Attorney Jeffrey Snider, representing Trump in a lawsuit filed against the Centers for Disease Control and Prevention and other officials over the outbreak, said the Republican’s statements about his handling of the virus in January were “an obvious misinterpretation” of what he knew when he was president.
“Mr. Trump’s statements on Ebola were clearly an obvious misinterpretated interpretation of his knowledge,” Snider told the Orlando Sentinel in a statement.
“As president, Mr. Trump was not required to know the details of the outbreak before assuming the office of president.”
Trump’s comments about Ebola were clear in the early days of his presidency, according to Snider.
“During the period in which he was the chief executive, the CDC was reporting that the virus was spreading to the United States, but no one had been able to establish whether it was being transmitted from the U.S. to other countries or even from infected people in the United Kingdom,” Sniders attorney, Michael Cohen, wrote in the filing.
“There was no way to know that until the virus began to spread to more than one country.”
In late January, a report by the CDC showed that the number of Americans infected with the Ebola virus was nearly 9,000 higher than previously thought.

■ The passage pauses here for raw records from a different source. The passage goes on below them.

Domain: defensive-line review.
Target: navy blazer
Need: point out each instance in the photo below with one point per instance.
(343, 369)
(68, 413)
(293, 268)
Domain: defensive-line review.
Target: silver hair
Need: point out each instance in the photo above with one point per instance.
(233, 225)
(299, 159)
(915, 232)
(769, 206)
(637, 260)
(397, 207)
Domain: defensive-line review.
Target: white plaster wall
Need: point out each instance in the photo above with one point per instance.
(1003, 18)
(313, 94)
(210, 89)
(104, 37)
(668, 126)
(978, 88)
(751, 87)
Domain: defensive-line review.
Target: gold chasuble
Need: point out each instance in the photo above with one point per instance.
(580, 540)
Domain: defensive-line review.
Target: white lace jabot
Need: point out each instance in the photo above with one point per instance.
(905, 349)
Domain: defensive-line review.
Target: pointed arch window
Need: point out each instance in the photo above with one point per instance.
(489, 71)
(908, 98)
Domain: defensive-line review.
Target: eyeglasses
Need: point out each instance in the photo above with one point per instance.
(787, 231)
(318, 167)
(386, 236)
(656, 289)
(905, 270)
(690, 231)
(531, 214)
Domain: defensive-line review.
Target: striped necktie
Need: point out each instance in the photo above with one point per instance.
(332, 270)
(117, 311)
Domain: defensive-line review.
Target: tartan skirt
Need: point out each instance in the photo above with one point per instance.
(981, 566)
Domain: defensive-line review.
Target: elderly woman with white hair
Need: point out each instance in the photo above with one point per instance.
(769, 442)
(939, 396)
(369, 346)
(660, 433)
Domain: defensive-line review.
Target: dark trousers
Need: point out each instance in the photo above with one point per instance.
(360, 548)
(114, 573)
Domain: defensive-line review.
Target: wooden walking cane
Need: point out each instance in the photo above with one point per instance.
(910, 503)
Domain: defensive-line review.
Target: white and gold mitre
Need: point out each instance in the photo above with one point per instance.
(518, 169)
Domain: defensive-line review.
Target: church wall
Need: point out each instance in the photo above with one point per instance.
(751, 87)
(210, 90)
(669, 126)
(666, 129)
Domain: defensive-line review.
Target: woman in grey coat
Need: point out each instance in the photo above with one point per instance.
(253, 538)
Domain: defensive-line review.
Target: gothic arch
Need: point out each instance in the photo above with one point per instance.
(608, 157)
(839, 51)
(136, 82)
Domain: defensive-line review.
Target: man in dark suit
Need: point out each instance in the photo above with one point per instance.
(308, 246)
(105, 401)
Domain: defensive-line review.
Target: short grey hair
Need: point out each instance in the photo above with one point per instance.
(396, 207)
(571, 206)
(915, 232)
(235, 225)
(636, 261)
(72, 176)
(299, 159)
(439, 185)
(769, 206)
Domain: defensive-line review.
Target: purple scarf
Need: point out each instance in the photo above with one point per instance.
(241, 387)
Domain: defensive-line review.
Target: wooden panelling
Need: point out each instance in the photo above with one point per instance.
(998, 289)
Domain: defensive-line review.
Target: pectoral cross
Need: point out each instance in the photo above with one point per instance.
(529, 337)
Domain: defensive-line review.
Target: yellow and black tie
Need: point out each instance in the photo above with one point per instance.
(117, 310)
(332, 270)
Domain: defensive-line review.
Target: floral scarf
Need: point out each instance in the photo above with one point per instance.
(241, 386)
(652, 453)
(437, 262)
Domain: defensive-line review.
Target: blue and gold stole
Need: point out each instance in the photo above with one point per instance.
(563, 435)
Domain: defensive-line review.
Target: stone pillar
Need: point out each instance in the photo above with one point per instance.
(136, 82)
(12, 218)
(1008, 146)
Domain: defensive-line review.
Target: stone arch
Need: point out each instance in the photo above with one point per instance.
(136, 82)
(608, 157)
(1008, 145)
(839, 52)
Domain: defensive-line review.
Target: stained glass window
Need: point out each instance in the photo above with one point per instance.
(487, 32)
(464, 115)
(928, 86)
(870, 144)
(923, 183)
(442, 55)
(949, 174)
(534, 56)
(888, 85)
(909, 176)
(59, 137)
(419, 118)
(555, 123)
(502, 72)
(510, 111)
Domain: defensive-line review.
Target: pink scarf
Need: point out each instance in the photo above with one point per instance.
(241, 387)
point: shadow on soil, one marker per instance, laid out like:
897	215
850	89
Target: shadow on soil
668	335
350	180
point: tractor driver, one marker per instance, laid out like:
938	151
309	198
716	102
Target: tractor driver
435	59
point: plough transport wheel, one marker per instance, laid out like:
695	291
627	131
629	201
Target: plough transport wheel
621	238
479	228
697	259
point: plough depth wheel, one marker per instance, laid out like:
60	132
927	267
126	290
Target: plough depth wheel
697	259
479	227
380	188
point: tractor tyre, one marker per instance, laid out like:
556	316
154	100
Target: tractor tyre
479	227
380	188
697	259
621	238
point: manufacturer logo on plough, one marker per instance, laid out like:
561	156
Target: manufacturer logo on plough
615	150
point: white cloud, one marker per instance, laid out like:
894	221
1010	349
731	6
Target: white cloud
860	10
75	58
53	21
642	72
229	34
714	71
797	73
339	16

Trump has not commented on the lawsuit, but his team has repeatedly insisted that he had “complete and total” knowledge of the epidemic and was not in any danger of being infected.
The suit claims that in February, Trump was informed of the deadly outbreak by the U-2 spy plane he was flying on.
The lawsuit also alleges that after being briefed on the outbreak by a senior official at the CDC, Trump failed to contact the National Security Council to request additional resources for the response.